The Birth of a Steampunk Tale

Posts tagged “Christianity

Prayerpunk

I’ve titled this entry “Prayerpunk,” but it might have just as fairly been titled “Crosspunk.” Or I could have named it “Why Christian Fiction Needs To Tackle Certain Problems Before Chasing New Genres,” but that’s a little wordy. In a previous week, I mentioned that one of the biggest problems I see in aspiring steampunk authors is the mistake of writing a novel about steampunk, instead of writing a novel that is steampunk, or contains steampunkish elements. There is a tendency to slap a few airships, a dozen clockwork devices, and some goggles on something and call it good. That’s not how this thing called writing works.

Similarly, there’s a tendency in Christian circles to produce stuff that is about Christianity, or about prayer, rather than producing things that are inherently Christian or prayerful. Walk into any Christian book store, and you’re bound to find Christian breath mints, Christian writing utensils, prayer pillows, and cross necklaces. But a Christian breath mint doesn’t do anything additionally Christian when it freshens your breath. Prayer pillows really aren’t any more beneficial to your prayer life than regular pillows. Unless you know how to use them, prayer beads are going to make you into some kind of spiritual intercessory warrior. Christian marketing groups have sold us on the idea that slapping a cross or a pair or praying hands on something makes it worthy of the name “Christian.”

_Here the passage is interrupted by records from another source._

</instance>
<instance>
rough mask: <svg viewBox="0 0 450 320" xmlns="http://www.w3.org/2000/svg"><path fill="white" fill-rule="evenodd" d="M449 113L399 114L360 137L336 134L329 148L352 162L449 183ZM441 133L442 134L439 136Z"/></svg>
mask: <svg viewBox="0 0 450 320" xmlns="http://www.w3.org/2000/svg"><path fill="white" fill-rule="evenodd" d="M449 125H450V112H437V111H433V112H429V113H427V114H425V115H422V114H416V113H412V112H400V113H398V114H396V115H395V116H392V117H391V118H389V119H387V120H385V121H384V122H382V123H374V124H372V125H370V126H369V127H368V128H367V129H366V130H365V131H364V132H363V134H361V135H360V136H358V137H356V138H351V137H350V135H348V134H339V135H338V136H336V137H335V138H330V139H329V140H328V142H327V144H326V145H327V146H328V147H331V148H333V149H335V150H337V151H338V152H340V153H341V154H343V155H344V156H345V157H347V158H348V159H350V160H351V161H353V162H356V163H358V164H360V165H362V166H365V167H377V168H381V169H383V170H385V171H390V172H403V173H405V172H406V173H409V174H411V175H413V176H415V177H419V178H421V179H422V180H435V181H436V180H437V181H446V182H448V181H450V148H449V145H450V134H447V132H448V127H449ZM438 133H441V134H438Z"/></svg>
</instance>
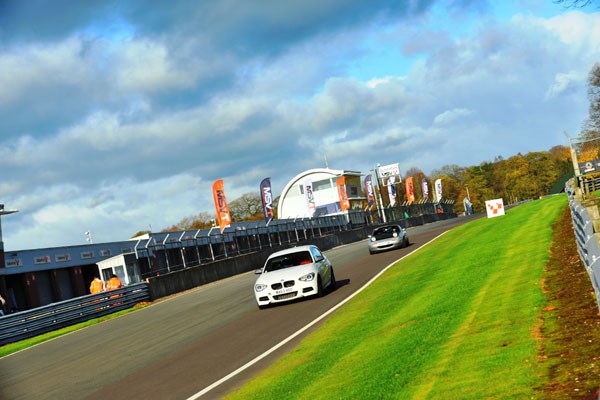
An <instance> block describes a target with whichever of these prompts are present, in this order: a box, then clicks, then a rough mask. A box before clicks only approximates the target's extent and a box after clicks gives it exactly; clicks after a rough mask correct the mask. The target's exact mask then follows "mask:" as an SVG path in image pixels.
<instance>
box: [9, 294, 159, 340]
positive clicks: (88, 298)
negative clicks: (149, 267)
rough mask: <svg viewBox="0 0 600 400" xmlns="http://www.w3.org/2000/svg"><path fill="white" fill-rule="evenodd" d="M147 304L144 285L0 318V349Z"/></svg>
mask: <svg viewBox="0 0 600 400" xmlns="http://www.w3.org/2000/svg"><path fill="white" fill-rule="evenodd" d="M149 300H150V292H149V289H148V285H147V284H146V283H145V282H144V283H138V284H135V285H129V286H126V287H122V288H120V289H115V290H111V291H108V292H102V293H97V294H92V295H87V296H81V297H76V298H73V299H69V300H65V301H61V302H58V303H52V304H48V305H47V306H43V307H38V308H35V309H32V310H28V311H22V312H18V313H14V314H8V315H5V316H3V317H0V345H4V344H7V343H11V342H16V341H18V340H22V339H27V338H30V337H34V336H37V335H40V334H42V333H46V332H50V331H54V330H56V329H59V328H64V327H66V326H69V325H74V324H76V323H79V322H84V321H88V320H90V319H93V318H98V317H101V316H104V315H108V314H112V313H114V312H117V311H120V310H125V309H127V308H131V307H133V306H134V305H136V304H138V303H140V302H144V301H149Z"/></svg>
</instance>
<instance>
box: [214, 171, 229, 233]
mask: <svg viewBox="0 0 600 400" xmlns="http://www.w3.org/2000/svg"><path fill="white" fill-rule="evenodd" d="M213 198H214V201H215V209H216V211H217V221H218V222H219V229H220V231H221V233H223V231H224V230H225V228H227V227H228V226H230V225H231V214H230V213H229V206H228V205H227V199H226V198H225V190H224V189H223V179H218V180H216V181H215V183H213Z"/></svg>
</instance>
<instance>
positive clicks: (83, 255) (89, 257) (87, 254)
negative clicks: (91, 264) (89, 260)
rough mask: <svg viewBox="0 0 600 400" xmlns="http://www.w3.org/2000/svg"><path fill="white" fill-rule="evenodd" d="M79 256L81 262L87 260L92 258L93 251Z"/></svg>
mask: <svg viewBox="0 0 600 400" xmlns="http://www.w3.org/2000/svg"><path fill="white" fill-rule="evenodd" d="M79 256H80V257H81V259H82V260H85V259H88V258H94V252H93V251H84V252H82V253H81V254H79Z"/></svg>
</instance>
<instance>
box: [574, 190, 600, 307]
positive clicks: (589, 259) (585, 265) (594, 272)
mask: <svg viewBox="0 0 600 400" xmlns="http://www.w3.org/2000/svg"><path fill="white" fill-rule="evenodd" d="M567 193H569V207H570V208H571V218H572V219H573V229H574V231H575V241H576V242H577V250H578V252H579V256H580V257H581V261H582V262H583V264H584V266H585V269H586V271H587V273H588V275H589V277H590V281H591V282H592V286H593V287H594V292H595V293H596V302H597V303H598V309H600V248H599V247H598V241H597V239H596V236H595V234H594V225H593V223H592V218H591V217H590V214H589V212H588V210H587V209H586V208H585V207H584V206H582V205H581V204H580V203H579V202H578V201H577V200H575V198H574V197H573V195H572V193H571V192H570V191H569V189H568V188H567ZM594 207H596V206H594Z"/></svg>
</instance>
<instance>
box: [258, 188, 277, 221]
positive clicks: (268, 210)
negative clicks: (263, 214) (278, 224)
mask: <svg viewBox="0 0 600 400" xmlns="http://www.w3.org/2000/svg"><path fill="white" fill-rule="evenodd" d="M260 199H261V201H262V205H263V214H264V215H265V223H266V224H267V225H268V224H269V222H271V220H273V218H274V217H275V212H274V211H273V193H272V192H271V178H270V177H269V178H265V179H263V180H262V181H261V182H260Z"/></svg>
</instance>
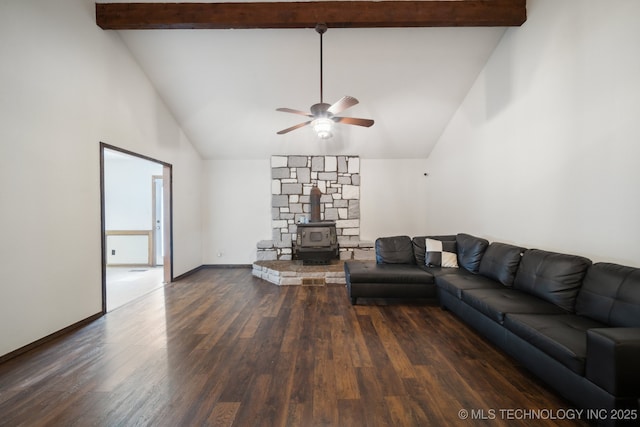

It’s not a travesty or anything. Nobody’s going to Hell over it. It’s just a little hard to take seriously.

Let’s move on.

Steampunk is fun. It’s fun to write. Fun to read. Fun to role-play. And it’s catching on. Sooner or later, we’ll start seeing Christian steampunk, dieselpunk, atompunk, clockpunk, and punkpunk. Do you see where I’m going?

The people responsible for transforming Christianity into a philosophy of If-you-like-it-you-shoulda-put-a-cross-on-it will now be moving into a genre (or set of genres) that are already unusually susceptible to cultural veneering. Hmmm… that’s not a bad name. Maybe I should have gone with that.

So that’s the problem as I see it. We have two futures spread out before us. We can either go nuts, stamping crosses and cogs on mediocre manuscripts in an attempt to honor God, or we can these two examples of veneering to see our way out of committing it in either form.